The Advisors' Blog

This blog features wisdom from respected compensation consultants and lawyers

November 19, 2014

Analysis: A Closer Look at Bonus Plans

Michael Lovette, ISS Corporate Services

The use of discretionary awards for senior executives has decreased significantly over the past few years. Shareholder attention, increasingly focused on executive compensation in the age of say-on-pay, has prompted marked compensation reform and better disclosure. As shareholders advocate for more performance-based compensation, compensation committees have increasingly turned to defined performance metrics and explicit performance goals to define compensation packages. And to be clear, that has–for the most part–been a dramatic improvement in the state of executive pay structures, and their accompanying disclosures. But have we gone too far?
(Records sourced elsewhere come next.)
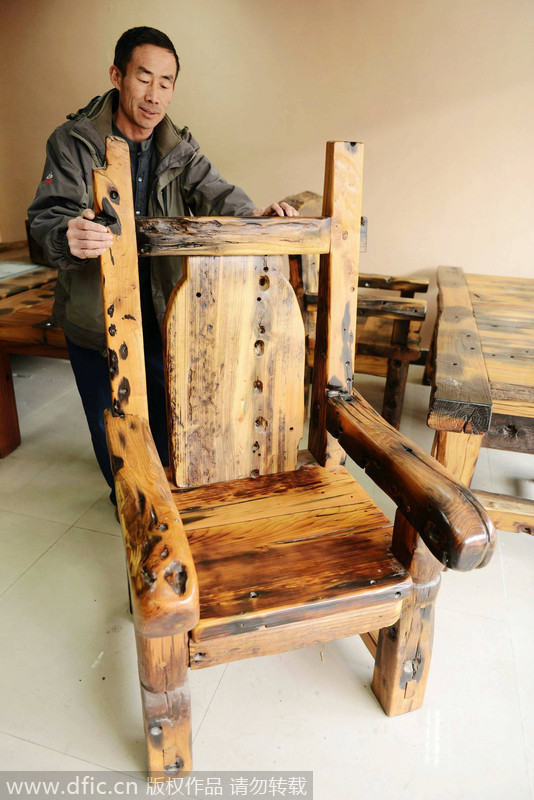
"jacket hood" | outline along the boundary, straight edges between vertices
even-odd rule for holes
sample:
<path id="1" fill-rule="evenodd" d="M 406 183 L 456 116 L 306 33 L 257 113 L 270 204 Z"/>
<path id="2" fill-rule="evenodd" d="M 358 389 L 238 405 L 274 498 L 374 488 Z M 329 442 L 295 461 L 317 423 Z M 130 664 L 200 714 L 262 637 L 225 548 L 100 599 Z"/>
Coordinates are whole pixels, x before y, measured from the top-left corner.
<path id="1" fill-rule="evenodd" d="M 71 135 L 83 139 L 93 150 L 101 165 L 105 164 L 105 140 L 112 130 L 113 114 L 119 104 L 119 92 L 110 89 L 93 99 L 84 107 L 68 115 L 73 121 Z M 177 128 L 168 115 L 154 129 L 154 143 L 158 153 L 159 166 L 157 172 L 170 166 L 183 168 L 193 159 L 198 151 L 198 144 L 187 128 Z"/>

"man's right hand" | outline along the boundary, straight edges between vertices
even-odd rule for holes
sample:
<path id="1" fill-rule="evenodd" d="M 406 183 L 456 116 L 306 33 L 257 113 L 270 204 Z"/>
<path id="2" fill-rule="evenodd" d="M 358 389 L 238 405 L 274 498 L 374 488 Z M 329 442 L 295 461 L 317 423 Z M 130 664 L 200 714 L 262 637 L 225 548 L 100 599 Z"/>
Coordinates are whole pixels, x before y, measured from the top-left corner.
<path id="1" fill-rule="evenodd" d="M 95 212 L 86 208 L 83 216 L 69 220 L 67 241 L 76 258 L 97 258 L 113 244 L 113 234 L 103 225 L 91 222 Z"/>

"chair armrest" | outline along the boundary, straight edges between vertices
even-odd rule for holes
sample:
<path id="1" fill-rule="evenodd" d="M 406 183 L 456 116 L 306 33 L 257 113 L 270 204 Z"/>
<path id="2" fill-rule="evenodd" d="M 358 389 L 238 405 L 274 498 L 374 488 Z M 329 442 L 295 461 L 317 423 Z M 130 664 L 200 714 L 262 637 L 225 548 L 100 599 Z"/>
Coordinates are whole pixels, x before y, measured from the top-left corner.
<path id="1" fill-rule="evenodd" d="M 105 412 L 134 622 L 145 636 L 191 630 L 199 619 L 196 570 L 148 422 Z"/>
<path id="2" fill-rule="evenodd" d="M 482 505 L 445 467 L 388 425 L 361 395 L 331 393 L 327 426 L 442 564 L 469 570 L 489 561 L 495 529 Z"/>

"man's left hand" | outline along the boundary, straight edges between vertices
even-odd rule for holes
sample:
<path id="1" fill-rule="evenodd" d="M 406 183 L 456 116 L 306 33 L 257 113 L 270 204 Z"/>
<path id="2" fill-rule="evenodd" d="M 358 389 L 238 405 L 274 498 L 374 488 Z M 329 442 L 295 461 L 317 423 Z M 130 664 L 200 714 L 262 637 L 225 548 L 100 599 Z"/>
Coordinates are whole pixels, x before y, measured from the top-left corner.
<path id="1" fill-rule="evenodd" d="M 270 206 L 265 208 L 255 208 L 252 212 L 253 217 L 298 217 L 299 212 L 289 203 L 271 203 Z"/>

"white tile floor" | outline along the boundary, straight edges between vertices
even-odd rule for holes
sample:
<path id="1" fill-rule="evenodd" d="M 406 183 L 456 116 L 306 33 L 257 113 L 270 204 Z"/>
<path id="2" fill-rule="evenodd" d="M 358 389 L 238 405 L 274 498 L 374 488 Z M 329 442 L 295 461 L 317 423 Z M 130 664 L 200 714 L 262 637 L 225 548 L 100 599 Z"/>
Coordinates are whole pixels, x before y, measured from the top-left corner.
<path id="1" fill-rule="evenodd" d="M 139 772 L 120 528 L 70 366 L 13 366 L 23 443 L 0 462 L 0 770 Z M 428 449 L 420 377 L 403 430 Z M 532 497 L 533 476 L 534 457 L 483 450 L 474 487 Z M 196 769 L 313 770 L 315 800 L 534 797 L 533 599 L 526 535 L 500 533 L 484 570 L 448 572 L 425 706 L 404 717 L 375 701 L 358 638 L 192 673 Z"/>

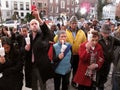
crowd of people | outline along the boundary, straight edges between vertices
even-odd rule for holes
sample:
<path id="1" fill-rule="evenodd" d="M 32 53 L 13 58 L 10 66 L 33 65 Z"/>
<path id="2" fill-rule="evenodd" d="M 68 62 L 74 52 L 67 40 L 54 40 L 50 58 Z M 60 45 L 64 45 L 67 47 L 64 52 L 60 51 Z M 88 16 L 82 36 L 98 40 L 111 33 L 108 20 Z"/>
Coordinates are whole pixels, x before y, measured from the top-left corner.
<path id="1" fill-rule="evenodd" d="M 24 76 L 32 90 L 49 90 L 49 80 L 54 90 L 105 90 L 111 63 L 112 90 L 120 90 L 120 24 L 73 15 L 48 27 L 37 9 L 32 15 L 29 27 L 1 27 L 0 90 L 22 90 Z"/>

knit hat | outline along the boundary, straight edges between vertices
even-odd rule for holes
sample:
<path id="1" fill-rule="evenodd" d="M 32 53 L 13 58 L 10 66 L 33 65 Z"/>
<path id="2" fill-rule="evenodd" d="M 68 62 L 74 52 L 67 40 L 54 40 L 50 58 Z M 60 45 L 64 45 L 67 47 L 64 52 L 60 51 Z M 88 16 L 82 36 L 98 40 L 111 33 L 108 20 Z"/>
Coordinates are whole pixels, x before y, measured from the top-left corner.
<path id="1" fill-rule="evenodd" d="M 76 16 L 72 16 L 72 17 L 70 18 L 70 22 L 77 22 L 77 21 L 78 21 L 78 19 L 77 19 Z"/>
<path id="2" fill-rule="evenodd" d="M 1 37 L 1 40 L 2 40 L 2 45 L 4 45 L 4 44 L 11 45 L 11 39 L 8 38 L 7 36 Z"/>
<path id="3" fill-rule="evenodd" d="M 108 33 L 108 34 L 111 33 L 110 25 L 103 24 L 100 29 L 100 32 L 104 32 L 104 33 Z"/>

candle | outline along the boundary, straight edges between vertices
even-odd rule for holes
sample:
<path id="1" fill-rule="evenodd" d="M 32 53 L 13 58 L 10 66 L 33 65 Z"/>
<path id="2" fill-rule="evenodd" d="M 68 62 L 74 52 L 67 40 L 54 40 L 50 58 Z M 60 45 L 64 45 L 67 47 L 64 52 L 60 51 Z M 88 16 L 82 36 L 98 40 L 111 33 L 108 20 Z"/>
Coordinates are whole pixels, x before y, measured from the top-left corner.
<path id="1" fill-rule="evenodd" d="M 5 49 L 3 47 L 0 48 L 0 56 L 5 56 Z"/>
<path id="2" fill-rule="evenodd" d="M 25 38 L 26 44 L 30 44 L 30 37 L 29 34 L 27 35 L 27 37 Z"/>
<path id="3" fill-rule="evenodd" d="M 64 40 L 62 40 L 62 47 L 61 47 L 61 52 L 63 53 L 65 49 L 67 48 L 66 45 L 64 45 Z"/>

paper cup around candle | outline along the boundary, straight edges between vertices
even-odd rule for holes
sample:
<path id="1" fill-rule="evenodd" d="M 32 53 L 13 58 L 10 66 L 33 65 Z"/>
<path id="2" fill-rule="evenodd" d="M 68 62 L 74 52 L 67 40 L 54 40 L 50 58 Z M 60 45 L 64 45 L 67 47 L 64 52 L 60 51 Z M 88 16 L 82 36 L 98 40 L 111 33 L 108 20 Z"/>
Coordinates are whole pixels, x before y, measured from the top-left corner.
<path id="1" fill-rule="evenodd" d="M 0 56 L 5 56 L 5 50 L 3 47 L 0 48 Z"/>
<path id="2" fill-rule="evenodd" d="M 67 48 L 66 45 L 62 45 L 61 52 L 63 53 L 63 52 L 65 51 L 66 48 Z"/>
<path id="3" fill-rule="evenodd" d="M 30 44 L 30 38 L 29 37 L 26 37 L 25 41 L 26 41 L 26 44 Z"/>

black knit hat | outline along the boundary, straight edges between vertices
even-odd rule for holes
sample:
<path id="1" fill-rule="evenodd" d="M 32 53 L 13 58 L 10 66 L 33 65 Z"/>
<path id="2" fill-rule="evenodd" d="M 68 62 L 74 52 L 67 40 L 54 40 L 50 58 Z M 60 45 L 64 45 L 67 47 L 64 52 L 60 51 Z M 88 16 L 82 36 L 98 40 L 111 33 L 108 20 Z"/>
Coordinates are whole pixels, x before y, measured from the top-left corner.
<path id="1" fill-rule="evenodd" d="M 111 28 L 110 28 L 110 25 L 108 24 L 103 24 L 101 29 L 100 29 L 100 32 L 104 32 L 104 33 L 111 33 Z"/>

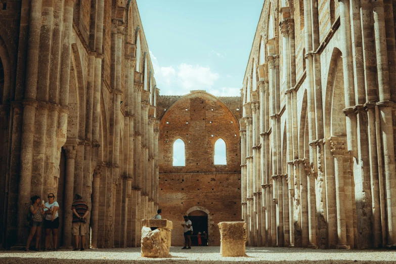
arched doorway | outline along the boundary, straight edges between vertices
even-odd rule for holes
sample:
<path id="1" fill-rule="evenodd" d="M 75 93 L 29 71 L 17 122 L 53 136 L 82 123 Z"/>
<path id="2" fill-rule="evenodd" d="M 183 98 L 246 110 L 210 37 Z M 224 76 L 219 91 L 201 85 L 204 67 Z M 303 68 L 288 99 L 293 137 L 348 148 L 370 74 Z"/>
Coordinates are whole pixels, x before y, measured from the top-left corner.
<path id="1" fill-rule="evenodd" d="M 191 221 L 193 225 L 193 230 L 194 233 L 191 236 L 191 245 L 193 246 L 198 246 L 198 233 L 203 232 L 208 234 L 208 214 L 203 211 L 195 210 L 193 211 L 188 214 L 188 217 Z M 207 245 L 207 238 L 202 239 L 202 246 Z"/>

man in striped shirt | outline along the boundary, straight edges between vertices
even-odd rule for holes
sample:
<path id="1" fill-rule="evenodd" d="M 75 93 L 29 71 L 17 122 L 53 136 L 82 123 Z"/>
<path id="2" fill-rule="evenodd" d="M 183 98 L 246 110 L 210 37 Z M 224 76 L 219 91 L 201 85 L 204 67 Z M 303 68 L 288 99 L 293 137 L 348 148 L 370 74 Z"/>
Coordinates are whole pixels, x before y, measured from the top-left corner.
<path id="1" fill-rule="evenodd" d="M 83 250 L 85 242 L 85 223 L 86 216 L 90 211 L 88 205 L 82 200 L 82 196 L 79 194 L 76 194 L 74 196 L 74 201 L 71 204 L 71 210 L 73 212 L 73 235 L 74 236 L 76 241 L 76 247 L 73 250 L 78 250 L 79 236 L 81 236 L 80 250 Z"/>

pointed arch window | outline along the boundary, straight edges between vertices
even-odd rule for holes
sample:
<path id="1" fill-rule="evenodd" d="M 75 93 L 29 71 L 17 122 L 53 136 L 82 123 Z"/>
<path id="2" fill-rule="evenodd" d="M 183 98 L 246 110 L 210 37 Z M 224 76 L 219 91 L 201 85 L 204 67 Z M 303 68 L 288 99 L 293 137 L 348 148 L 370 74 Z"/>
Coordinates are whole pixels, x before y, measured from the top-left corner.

Discretionary bonuses have been disappearing at a rapid rate. The prevalence of such awards at S&P 400 firms since 2007 has dropped from roughly 25 to 15 percent. But many boards feel that, by not including a discretionary component in the compensation program, they may be abdicating a key responsibility: to subjectively add context to an executive’s compensation package, or to provide judgment in extraordinary situations where the formulas fail. Compensation has become so formulaic that many boards have little room to maneuver in regards to rewarding outstanding performance. What makes up a discretionary award and how can it be incorporated into a company’s compensation program responsibly?

Discretionary awards are compensation that is granted to an executive at the judgment of the Board. Historically, discretionary awards appeared as executive bonuses; today, these discretionary awards more often show up in the Short-Term Incentive (STI) program as an individual performance component or under the Long-Term Incentive (LTI) program as a payout “modifier,” or occasionally, as a one-time grant. (A cynic might even note that some companies could also be implicitly exercising discretion–many times with the executives’ own input–by employing non-GAAP performance metrics.) Often, boards argue that company executives have performed their duties and functions in a way not captured by the executive compensation program, or that they need to motivate and retain executives by granting an additional award, as some of the most common reasons for utilizing discretionary awards. For many shareholders, such justifications, often disclosed in boilerplate format, leave a negative impression of discretionary awards.

Why are discretionary awards viewed negatively? In most cases shareholders are not able to verify that the appropriate discretion was used by the board and, in many investors’ eyes, discretion hasn’t always been used with shareholders’ best interests in mind.